Australian sprinter Jessica Peris could be banned for up to four years after testing positive to three banned metabolites.
Australian Sports Anti-Doping Authority (ASADA) boss David Sharpe said on Thursday he was confident the correct procedures had been followed when Peris failed a doping test last October.
Peris insisted she was innocent of any wrongdoing, and claimed the testing had been botched because a blood sample she provided on the same day produced a negative result.
She also slammed ASADA for taking three months to inform her of the positive result.
The 27-year-old could be banned from competition for a maximum of four years if testing of her “B” sample also came up positive.
The positive test for three prohibited metabolites triggered a mandatory provisional suspension which ruled Peris out of the recent Commonwealth Games trials on the Gold Coast.

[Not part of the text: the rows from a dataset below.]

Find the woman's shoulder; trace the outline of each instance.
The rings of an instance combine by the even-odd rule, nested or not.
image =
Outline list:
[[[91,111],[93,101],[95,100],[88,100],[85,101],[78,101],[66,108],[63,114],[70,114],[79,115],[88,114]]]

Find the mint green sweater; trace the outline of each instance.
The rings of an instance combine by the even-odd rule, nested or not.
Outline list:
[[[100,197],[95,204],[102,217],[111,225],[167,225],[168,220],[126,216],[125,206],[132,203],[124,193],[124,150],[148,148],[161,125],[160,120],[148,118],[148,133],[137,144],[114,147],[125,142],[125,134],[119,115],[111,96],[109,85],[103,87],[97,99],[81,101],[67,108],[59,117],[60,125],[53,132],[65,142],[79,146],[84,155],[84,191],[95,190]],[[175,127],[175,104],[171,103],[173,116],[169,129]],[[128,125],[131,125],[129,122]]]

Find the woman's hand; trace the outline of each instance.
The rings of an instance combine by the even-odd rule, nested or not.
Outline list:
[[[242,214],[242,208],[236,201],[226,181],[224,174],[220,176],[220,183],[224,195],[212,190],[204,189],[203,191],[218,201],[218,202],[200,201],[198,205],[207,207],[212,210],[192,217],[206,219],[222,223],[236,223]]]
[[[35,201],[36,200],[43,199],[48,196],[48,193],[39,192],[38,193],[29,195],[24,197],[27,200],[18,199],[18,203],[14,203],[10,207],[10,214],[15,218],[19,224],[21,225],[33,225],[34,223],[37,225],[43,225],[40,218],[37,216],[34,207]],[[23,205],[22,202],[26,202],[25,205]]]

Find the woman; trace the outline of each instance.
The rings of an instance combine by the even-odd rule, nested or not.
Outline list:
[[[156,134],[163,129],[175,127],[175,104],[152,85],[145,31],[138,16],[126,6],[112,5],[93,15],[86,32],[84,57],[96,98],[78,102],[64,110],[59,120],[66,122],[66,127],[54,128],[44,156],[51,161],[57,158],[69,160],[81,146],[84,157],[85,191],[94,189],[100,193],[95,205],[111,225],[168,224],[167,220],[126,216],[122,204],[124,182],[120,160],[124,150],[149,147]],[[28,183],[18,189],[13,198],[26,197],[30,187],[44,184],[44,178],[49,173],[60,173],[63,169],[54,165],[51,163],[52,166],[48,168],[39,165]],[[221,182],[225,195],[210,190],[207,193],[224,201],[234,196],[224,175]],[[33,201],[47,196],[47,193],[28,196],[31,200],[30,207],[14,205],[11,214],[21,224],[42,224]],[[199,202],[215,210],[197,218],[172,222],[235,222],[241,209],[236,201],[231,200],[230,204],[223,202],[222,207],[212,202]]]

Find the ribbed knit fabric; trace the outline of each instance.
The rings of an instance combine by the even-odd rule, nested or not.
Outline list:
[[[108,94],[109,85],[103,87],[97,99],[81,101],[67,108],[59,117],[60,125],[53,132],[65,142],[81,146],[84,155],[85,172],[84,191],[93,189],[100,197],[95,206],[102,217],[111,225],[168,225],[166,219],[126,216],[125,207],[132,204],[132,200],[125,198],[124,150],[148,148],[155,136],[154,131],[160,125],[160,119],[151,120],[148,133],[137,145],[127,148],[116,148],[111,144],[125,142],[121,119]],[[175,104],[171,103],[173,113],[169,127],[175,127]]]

“Due to the nature of the prohibited metabolites detected in the initial urine screen, an additional scientific analysis was required before the positive test could be declared and the athlete notified,” ASADA said in a statement.
“As a result of the type of substance detected, the athlete was subject to a mandatory provisional suspension from all competition, in accordance with the World Anti-Doping Code and the Athletics Australia (AA) Anti-Doping Policy.
“This suspension was imposed shortly after Ms Peris was notified of her positive test.
“No prohibited substances were detected in the blood samples.
“Blood and urine screens are used to detect different substances and substances clear from urine and blood at different rates.”
Mr Sharpe said he was confident in the testing process and also commended AA for its full co-operation.
“Our testing program is rigorous and professional and is designed to detect doping, with the ultimate aim of protecting the right of clean athletes to fair competition,” Mr Sharpe said.
Peris had enjoyed a career-best summer season, lowering her personal bests to 11.41 seconds in the 100m and 23.13 in the 200m — times which would have put her right in contention for a berth in the Australian team for the April 4-15 Commonwealth Games.
“I am looking forward to fighting any doping allegation brought against me by ASADA and ensuring my reputation as a clean athlete continues,” she said in a statement.
Peris’ mother Nova was the first indigenous Australian athlete to win Olympic gold as a member of the Hockeyroos at the 1996 Atlanta Games.
She switched to track sprinting, winning the 200m gold medal at the 1998 Commonwealth Games in Kuala Lumpur and competing at the 2000 Sydney Olympics.